Der zweite wichtige Akteur im deutschen Endlosaufschwung ist die Bundesregierung. Eine Reihe struktureller Probleme hat die Große Koalition in den letzten acht Jahren liegen lassen. Eine gefährliche Vermögensillusion hat sich über die deutsche Politik gelegt. Die gute Konjunktur wird Deutschland zu einem Teil durch die erwähnten Sonderfaktoren geschenkt. Das Potenzialwachstum dagegen, also das Wachstum, das bei normaler Konjunktur möglich ist, ist immer das Ergebnis guter und nachhaltiger Struktur- und Wirtschaftspolitik. Das Potenzialwachstum hängt jedoch nicht allein von der Höhe der Investitionstätigkeit ab, sondern ebenso davon, ob die Investitionen in die richtige Richtung gehen.
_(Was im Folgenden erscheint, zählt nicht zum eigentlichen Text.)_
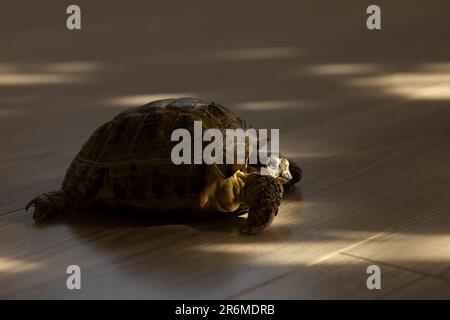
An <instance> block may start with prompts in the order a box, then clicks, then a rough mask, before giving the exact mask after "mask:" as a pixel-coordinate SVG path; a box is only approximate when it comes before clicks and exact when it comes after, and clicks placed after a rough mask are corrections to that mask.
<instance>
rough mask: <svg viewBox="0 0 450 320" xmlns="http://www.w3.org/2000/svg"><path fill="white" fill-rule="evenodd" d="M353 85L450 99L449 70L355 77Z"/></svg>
mask: <svg viewBox="0 0 450 320" xmlns="http://www.w3.org/2000/svg"><path fill="white" fill-rule="evenodd" d="M347 83H348V84H349V85H350V86H353V87H368V88H371V87H372V88H379V89H382V90H384V91H385V92H386V93H389V94H392V95H397V96H401V97H404V98H410V99H420V98H426V99H427V100H446V99H450V71H449V72H414V73H392V74H385V75H382V76H376V77H367V78H354V79H351V80H348V82H347Z"/></svg>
Neben den grundsätzlichen Investitionsbedingungen sind es somit ganz wesentlich stabile und auf die Zukunft gerichtete Rahmenbedingungen, die entscheidend für den Wachstumspfad sind. Und genau hier gibt es viel zu tun: Die Energiewende muss ordnungspolitisch neu aufs Gleis gesetzt werden. Ein modernes Einwanderungsgesetz muss den Fachkräfteengpass effizient lindern. Eine konsequente Digitalisierungsstrategie muss Wirtschaft und Gesellschaft auf den größten Strukturwandel seit der Industrialisierung vor 150 Jahren vorbereiten. Eine Bildungsoffensive muss die Innovationsfähigkeit Deutschlands erhöhen. Eine demografiefeste Steuer- und Rentenreform muss die Zukunftsfähigkeit der Staatsfinanzen mit neuer Leistungsgerechtigkeit statt Besitzstandwahrung angehen.

Jamaika hätte hierfür eine Menge Schwung bringen können, ideologische Grenzen überwinden können, Politik als Projekt und nicht als Minimalkompromiss interpretieren können. Denn natürlich kann und muss eine moderne Gesellschaft Ökonomie und Ökologie miteinander versöhnen, natürlich lassen sich steuerliche Leistungsanreize und Verteilungsgerechtigkeit vereinbaren. Nun hat eine mögliche neue Große Koalition die Verantwortung, die nächste Legislaturperiode mit mehr wirtschaftspolitischen Ambitionen anzugehen. Wenn sie dazu nicht die Kraft hat, wäre eine Minderheitsregierung (immer noch vor in ihren Folgen kaum abzuschätzenden Neuwahlen) auch im Sinne eines neuen, gestärkten Parlamentarismus sicherlich die bessere Variante. Nie waren die Umstände besser, um die Grundlagen für die Zukunft zu legen. Und nie waren die Umstände gefährlicher, um die Zukunft durch politischen Stillstand aufs Spiel zu setzen.